Northern Ballet are performing "The Nutcracker" at the Opera House until Saturday. I caught the company in Bradford earlier this month and it was a delight. Not to be missed even if you are joining me at the Daresbury Business Breakfast at 08:30 tomorrow. If you miss them in Manchester the company is worth following to its next destination.

My other passion, of course, is intellectual property and the tie that brings them together is the decision of the Court of Appeal in Massine v De Basil [1936 - 1945] MCC 233. Sadly the decision is not yet online but my old friend, client and solicitor, David Swarbrick of Brighouse, has written a note on the case that is not half bad.

Essentially the choreographer, Leonide Massine - who must have been very dishy in his day judging by this drawing of the great Russian artist Leon Bakst - complained of the inclusion by the impresario Colonel Wassilly de Basil of one of his works in the Ballet Russe de Monte Carlo's repertoire without his consent.

The case is remembered primarily as authority for the proposition that a party who commissions a copyright work can acquire equitable title to the copyright even if the legal title remains with the author. The point has come up in two of my cases, IBCOS Computers Ltd. v Barclays Mercantile Highland Finance Ltd, and Others [1994] FSR 265 and Lakeview Computers PLc. v Steadman [1999] All ER (D) 1327. But the most remarkable aspect of the case is that ballet was protectable at all under the Copyright Act 1911.

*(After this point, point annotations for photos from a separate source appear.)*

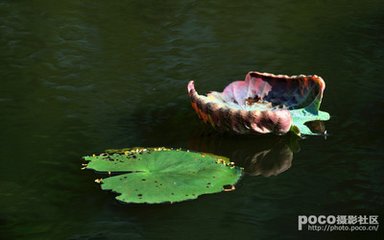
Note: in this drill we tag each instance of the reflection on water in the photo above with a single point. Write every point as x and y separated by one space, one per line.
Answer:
258 155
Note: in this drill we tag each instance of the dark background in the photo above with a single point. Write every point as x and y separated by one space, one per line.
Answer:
78 77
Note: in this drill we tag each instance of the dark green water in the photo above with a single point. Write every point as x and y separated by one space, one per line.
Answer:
77 77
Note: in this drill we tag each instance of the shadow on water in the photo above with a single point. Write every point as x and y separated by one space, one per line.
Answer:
258 155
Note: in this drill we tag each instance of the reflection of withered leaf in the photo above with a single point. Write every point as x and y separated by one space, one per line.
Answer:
270 162
267 156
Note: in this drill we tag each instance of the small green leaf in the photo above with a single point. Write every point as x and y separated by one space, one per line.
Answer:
307 114
157 175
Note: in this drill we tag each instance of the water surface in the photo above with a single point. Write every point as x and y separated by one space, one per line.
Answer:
78 77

S.1 (1) of the Act provided that copyright should subsist in every original dramatic work that met the subsequent conditions. The definition of a "dramatic work" in s.35 (1) included a "choreographic work" provided that it was "fixed in writing or otherwise". Nowadays dance is recorded in the Benesh system of notation but that was developed several years after the appeal. The Court of Appeal seems to have regarded the ballet as a composition of costume, music, scenery and story as well as dance of which the choreography was only part:

"The choreography was but one part of a composite whole. The defendant had paid the money under the agreement for the supplying to his ballet of a part which was necessary for its completeness, and unless he was entitled to the copyright in that part of the ballet he would not be getting that benefit from the contract which must have been the intention of the parties."

Of course, brilliant though the choreography of an Ashton, Macmillan or indeed a Nixon may be, it is its interpretation by the principals that delights the public. The expressiveness of Sibley, the athleticism of Dowell, the grace of Seymour, the humour of Sleep, the power of Nureyev and the genius of Fonteyn. Since 1989 dancers have enjoyed economic and more recently moral rights in their performances but at the time of Massine the notion of protecting performers' rights was very new. The Dramatic and Musical Performers' Protection Act 1928 provided criminal sanctions for unauthorized filming or sound recording but rights of action came along very much later.